Wie Peinlich!!! Danke Danke!!!


----------



## thomas223 (13 Juli 2012)

Noch einmal benötige Ich eure Hilfe!

Ein Analogmodul gibt mir einen Temperatur wert z.B. 62,5°C nun kommt aus dem Modul der wert 625 kann ich in der Visu direkt umrechnen und mit , Stelle anzeigen lassen???


----------



## FelixSch (13 Juli 2012)

Ja kannst Du.
Nimm z.B. in der Visu ein Rechteck gib in der Kategorie-Text als Inhalt %.1f °C ein und unter Variablen als Textausgabe den Variablennamen /10 ein.

Viel Erfolg!


----------



## thomas223 (3 September 2012)

Danke Danke ,
nun noch ein ähnliches Problem. Bei eine Ausschaltverzögerung möchte ich über so ein Textfeld die Zeit einstellen können, Also eine TIME Variable Beschreiben.
%s oder %M gehen da ja nicht oder???

Wenn ich ein WORD z.B. 600 = 60°C in der Visu anzeigen lassen will %s Textvariable /10 steht hinterher das Richtige doch leider kann ich dann nichts mehr Eingeben! Gibt es da noch eine andere möglichkeit???


----------



## Nost (6 September 2012)

Du musst eine zweite Variable Anlegen z.b. bei kleinen Werte (5s) als INT Wert. Diesen kannst du über die Visu beschreiben.
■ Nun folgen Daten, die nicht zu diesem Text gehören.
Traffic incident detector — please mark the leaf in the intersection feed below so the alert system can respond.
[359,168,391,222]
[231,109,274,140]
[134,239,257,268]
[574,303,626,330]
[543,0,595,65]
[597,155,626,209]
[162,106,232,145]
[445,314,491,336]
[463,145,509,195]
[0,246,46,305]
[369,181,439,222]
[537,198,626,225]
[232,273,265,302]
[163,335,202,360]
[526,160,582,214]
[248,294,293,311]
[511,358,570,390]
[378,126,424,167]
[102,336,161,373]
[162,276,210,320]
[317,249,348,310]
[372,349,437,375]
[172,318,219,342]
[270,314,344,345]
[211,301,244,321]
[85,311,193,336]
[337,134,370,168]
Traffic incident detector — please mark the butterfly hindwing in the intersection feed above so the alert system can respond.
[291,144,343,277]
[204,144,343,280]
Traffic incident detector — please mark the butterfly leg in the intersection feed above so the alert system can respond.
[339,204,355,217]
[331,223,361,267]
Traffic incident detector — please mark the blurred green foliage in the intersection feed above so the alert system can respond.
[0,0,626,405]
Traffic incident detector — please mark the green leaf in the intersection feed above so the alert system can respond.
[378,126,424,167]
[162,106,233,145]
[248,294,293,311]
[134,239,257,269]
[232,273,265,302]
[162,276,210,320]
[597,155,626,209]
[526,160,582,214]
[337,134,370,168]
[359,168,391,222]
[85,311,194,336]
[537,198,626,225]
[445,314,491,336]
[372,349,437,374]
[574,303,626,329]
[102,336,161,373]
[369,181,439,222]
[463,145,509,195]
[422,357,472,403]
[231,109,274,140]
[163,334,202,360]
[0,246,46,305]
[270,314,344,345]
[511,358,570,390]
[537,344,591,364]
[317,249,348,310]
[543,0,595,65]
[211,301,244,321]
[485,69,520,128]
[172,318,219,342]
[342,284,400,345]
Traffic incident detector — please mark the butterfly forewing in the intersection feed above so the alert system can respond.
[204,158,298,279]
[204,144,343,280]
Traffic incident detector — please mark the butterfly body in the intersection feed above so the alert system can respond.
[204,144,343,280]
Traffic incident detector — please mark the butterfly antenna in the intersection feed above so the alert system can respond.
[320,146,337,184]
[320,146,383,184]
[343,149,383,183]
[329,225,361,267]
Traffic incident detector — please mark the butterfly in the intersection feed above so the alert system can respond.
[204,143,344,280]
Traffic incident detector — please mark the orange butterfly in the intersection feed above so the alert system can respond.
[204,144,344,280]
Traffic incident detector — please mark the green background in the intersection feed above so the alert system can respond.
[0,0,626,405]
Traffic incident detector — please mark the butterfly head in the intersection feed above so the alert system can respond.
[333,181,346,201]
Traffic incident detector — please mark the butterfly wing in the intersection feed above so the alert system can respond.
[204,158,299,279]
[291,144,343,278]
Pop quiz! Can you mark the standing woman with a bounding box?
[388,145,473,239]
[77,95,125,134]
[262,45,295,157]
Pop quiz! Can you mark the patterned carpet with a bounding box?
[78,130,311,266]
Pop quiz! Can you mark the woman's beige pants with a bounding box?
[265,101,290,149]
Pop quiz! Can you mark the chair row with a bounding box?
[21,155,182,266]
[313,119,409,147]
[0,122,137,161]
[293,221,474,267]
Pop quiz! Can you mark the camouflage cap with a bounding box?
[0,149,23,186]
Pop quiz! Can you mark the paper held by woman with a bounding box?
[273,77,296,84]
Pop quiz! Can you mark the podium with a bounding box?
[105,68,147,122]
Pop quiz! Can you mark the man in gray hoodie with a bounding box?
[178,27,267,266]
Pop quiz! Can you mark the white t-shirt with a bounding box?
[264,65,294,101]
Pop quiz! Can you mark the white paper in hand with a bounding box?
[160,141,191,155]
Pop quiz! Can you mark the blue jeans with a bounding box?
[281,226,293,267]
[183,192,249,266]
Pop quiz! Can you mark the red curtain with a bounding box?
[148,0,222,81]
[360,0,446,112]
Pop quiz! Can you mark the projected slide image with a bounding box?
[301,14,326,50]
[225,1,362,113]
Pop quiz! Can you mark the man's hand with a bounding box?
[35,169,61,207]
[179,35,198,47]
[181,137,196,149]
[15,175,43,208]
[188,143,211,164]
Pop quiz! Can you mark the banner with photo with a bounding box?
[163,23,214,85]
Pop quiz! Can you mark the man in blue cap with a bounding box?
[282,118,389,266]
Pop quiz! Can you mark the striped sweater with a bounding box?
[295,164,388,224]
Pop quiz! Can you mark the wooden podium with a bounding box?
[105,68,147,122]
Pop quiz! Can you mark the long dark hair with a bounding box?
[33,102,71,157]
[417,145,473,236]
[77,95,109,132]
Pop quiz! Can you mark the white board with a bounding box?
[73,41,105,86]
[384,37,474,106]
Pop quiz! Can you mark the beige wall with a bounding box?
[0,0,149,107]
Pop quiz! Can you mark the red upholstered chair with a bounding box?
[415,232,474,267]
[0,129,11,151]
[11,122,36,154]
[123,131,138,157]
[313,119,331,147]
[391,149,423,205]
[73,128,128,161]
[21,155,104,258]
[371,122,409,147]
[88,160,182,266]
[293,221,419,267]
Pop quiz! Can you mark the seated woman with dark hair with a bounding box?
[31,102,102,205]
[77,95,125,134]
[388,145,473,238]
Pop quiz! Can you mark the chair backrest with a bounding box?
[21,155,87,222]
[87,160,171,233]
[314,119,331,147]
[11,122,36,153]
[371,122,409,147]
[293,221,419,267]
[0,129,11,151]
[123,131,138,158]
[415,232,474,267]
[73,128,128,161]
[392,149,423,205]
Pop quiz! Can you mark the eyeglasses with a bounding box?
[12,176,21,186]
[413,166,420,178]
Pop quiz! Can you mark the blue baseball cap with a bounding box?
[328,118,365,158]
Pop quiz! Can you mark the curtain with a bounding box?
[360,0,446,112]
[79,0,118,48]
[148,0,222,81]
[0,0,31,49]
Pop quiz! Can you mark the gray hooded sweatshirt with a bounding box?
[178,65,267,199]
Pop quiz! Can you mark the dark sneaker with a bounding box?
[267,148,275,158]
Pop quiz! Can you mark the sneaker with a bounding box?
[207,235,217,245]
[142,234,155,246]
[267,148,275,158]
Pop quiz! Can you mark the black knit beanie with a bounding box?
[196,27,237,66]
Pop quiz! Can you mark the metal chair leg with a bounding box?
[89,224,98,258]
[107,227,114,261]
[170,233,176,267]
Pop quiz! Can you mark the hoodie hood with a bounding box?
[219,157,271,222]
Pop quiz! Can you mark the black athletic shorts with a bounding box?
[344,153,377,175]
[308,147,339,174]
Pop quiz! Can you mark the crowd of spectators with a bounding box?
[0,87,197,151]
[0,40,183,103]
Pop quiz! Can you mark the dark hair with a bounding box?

Den INT Wert musst du dann mittels INT_TO_TIME auf den entsprechnenden Eingang desZeitbausteins bringen.


----------



## thomas223 (28 September 2012)

Mal was ganz einfaches!!!??? oder nicht???

Ich möchte einen Großen Zähler, bzw. ein FB der nur dann bearbeitet wird wenn ich es möchte!
also ein FB mit einem EN dranne geht  das???
also wenn EN true dann VAR OUT um eins erhöhen z.B.
Ich komm da einfach nicht drauf!


----------



## thomas223 (28 September 2012)

Desweiteren suche ich eine Variable die mir einmal pro minute eine 1 und eine 0 liefert, um diesen Zähler Zeitgesteuert verarbeiten zu können um z.B. eine Leistung pro Minute zu erhalten.


----------



## daniel1987 (2 Oktober 2012)

Wenn du mal googelst findest du etwas das du brauchst, da ich denke das du eine Steuerung mit ce oder xp System hast (denke dies weil du web Visu am laufen hast)
Ist schon länger her aber es gibt eine bibliothek mit fertigem Baustein um die Systemzeit auszulesen und damit kannst du auch sicher sein immer 1 min. ausgelesen zu haben .
oder du machst ganz simpel mit 2 TON/ TOF Bausteinen eine selbst wechselnde minütliche schaltung.


----------